NEAR-WORST STORM OVER
Sheriff Lowers
Travel Advisory
By JIM KEVLIN • Special to www.AllOTSEGO.com
COOPERSTOWN – Pretty much everything came to standstill in Otsego County today, after a snowfall that rivalled the worst dumped almost 30 inches on us overnight.
The worst of the worst just missed us: “Endicott got a tad over 40 inches,” David Mattice, the National Weather Service observer in Oneonta, said a few minutes ago.
“There were not a lot of accidents, but we got a lot of cars that were stuck or abandoned,” county Sheriff Richard J. Devlin Jr. said this afternoon, as he was about to reduce his “No Unnecessary Travel” to a less stringent “Travel Advisory.”
As dusk arrived, primary roads “are OK,” he said. But secondary roads are slippery, and the wind is picking up, and he urged continued caution.
Mattice agreed this snowfall, about 29 inches, was the worst to hit the county since March 17, 2017, when 31 inches were recorded.

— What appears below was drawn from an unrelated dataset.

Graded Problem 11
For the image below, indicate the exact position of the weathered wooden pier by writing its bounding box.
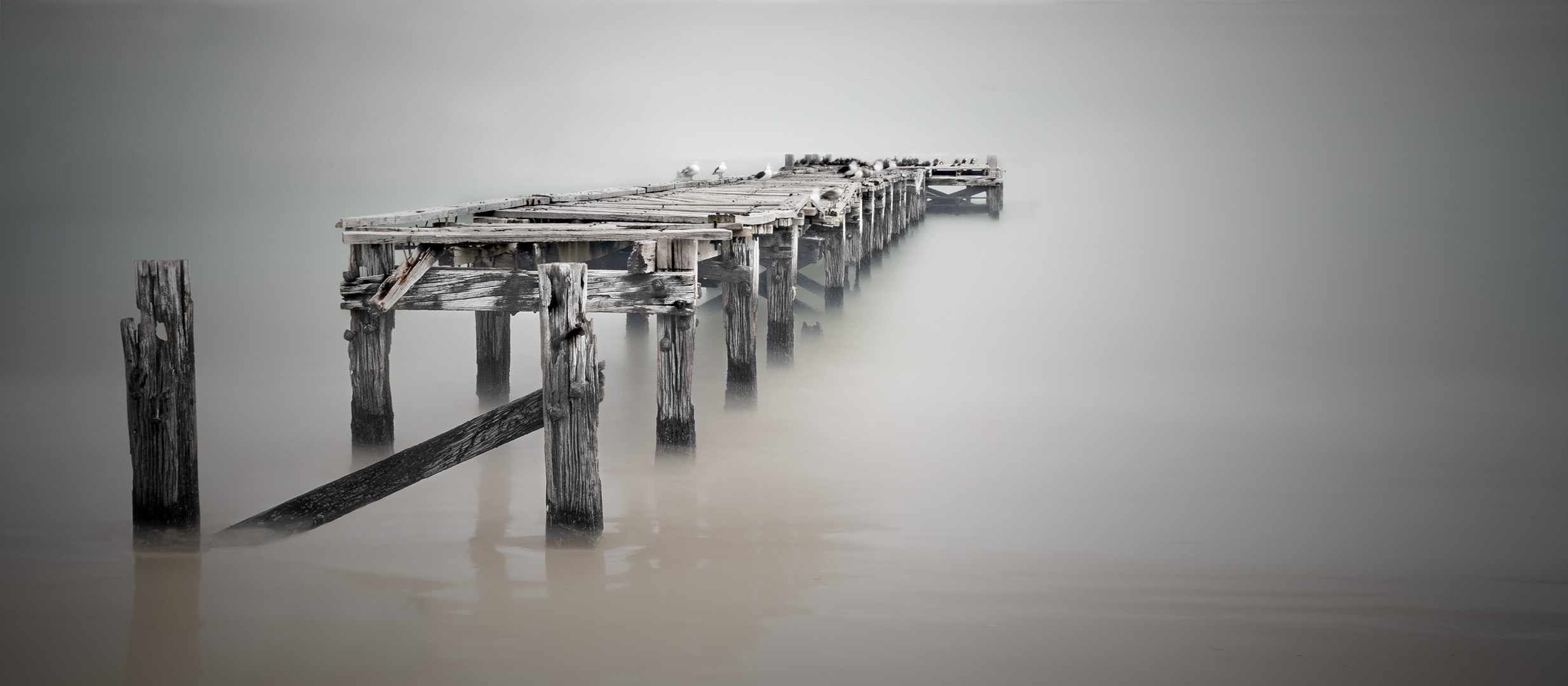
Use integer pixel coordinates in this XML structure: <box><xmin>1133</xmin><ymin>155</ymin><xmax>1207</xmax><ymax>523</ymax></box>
<box><xmin>127</xmin><ymin>155</ymin><xmax>1002</xmax><ymax>545</ymax></box>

But he said, this was a Nor’easter, which can strike our region anytime from November to April. (The more treacherous blizzards, a separate category, usually arrive in March. Storms from the West, like “Alberta Clippers,” are usually too dry to bring much snowfall.)
The storm resulted from two low-pressure systems – one from the Southwest, the other hanging off Long Island. The second one was expected to go out to sea yesterday, he said; instead, moisture-filled, it moved inland, with the moisture turning to precipitation as the front headed toward Otsego County.
By 6 a.m. today, Mattice’s gauge showed 27.1 inches had fallen. “We picked up another couple of inches after that.”
By midnight, 6-7 inches had fallen. “Then it exploded,” he said, with 2-3 inches falling per hour, “perhaps more,” though 7 a.m.